Hence, there is a strong tendency to dismiss any perceived decline in living standards as either hyper localized or a “vibes-cession.” After all, one can point to a chart about how Democrat vs Republican perceptions of the economy immediately switched sides once the election happened.
I don’t know! Are electoral outcomes a better indicator of socioeconomics versus top-line aggregated macro-economic indicators? They both seem pretty awful proxies. When I think about my own subjective economic experience, it does seem pretty positive but also difficult to entangle from a lot of factors like job satisfaction which does not show up in any economic indicator. Youth unemployment in South Korea has not been great and has created a lot of discontent. But I’m not sure if the number of “Hell Joseon” memes would decrease if youth unemployment were any better. There’s something deeply depressing about running a rat race under dreadful working conditions, while being fully aware that the economy is doing exponentially great. No doubt, glitzy reality TV, music videos, and social media both numb and sharpen this wound.
If one looks at the stark gap between the college and non-college educated, a large part of it is probably a compositional effect. Those unable to attain degrees, are unlikely to do so for the same reasons they are poorer. However, as Marx noted, material categories once formed, generate their own consciousness. Being poor and non-college educated in a large pool of non-college educated is one thing. Being painfully aware you are part of dwindling pool of increasingly poor, non-college educated economic category, is wholly another. While the absolute conditions remain the same, compositional effects being an artifact and all that, can’t an argument be that at an individual psychological level, such relative conditions generate a real cocktail of economic anxiety? Perceived class shifts the range of expected outcomes for your children, even if it is a self-fulfilling prophecy.

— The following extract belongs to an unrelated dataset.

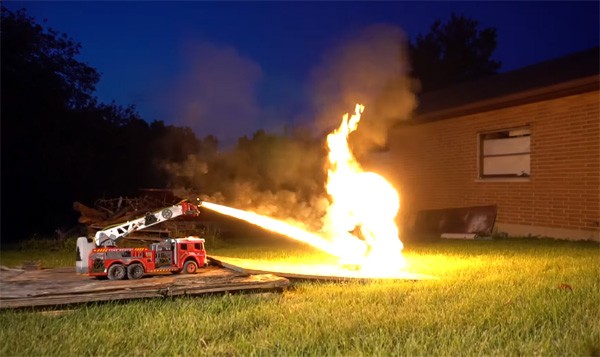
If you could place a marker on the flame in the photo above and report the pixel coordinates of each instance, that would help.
(363, 204)
(359, 226)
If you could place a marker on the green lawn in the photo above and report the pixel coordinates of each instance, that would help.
(500, 297)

When we put metrics to things and give them names, we take them seriously. Inflation expectations, business confidence. For the record, inflation expectations might matter, but they seem to have a very bad track record of predicting actual inflation.
When the same concepts appear, but expressed by people rather than by businesses, we call them vibes and are inclined to dismiss them.

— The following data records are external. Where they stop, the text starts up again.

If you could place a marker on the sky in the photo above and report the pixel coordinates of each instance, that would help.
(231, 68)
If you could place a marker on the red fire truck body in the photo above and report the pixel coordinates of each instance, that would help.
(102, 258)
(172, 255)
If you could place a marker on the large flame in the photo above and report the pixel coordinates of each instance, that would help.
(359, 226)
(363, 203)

The aggregated expectations of capital owners is real. The aggregated expectations of people are debatable. Maybe one or the other is wrong.
If you believe the economy’s objective is to maximize the economy, to take economic inputs to make more economic outputs, I think the economy is indisputably, objectively doing well.
The other side-quests of the economy, to build military goods to secure the state, to deliver common prosperity to provide stability to society and the state, I’m open to the possibility that it could be underperforming there.
Coda
Ultimately, as populist messaging, it’s not quite important whether the crux of the argument is strictly correct. Even if the core claim “living standards are going down” is wrong for developed economies that are not the UK, it is close enough to “expectations for future economic opportunity are going down” to be politically sound without bending the truth so much.
Am I a populist?
I’ve asked myself that a lot. Being a populist means you have a deep respect for the collective power of people, rather than an instinctive fear when large groups of people assemble together. Being a populist means you have a healthy disrespect for the collective stupidity of people and of being variably disappointed and inspired by people. Being populist means being patient with all these problems, without the comfort of prevailing institutions or revolutionary vanguard philosophies to lean back on.
Because you have no choice.
Because all those comforts of elite politics have never been worn comfortably by you.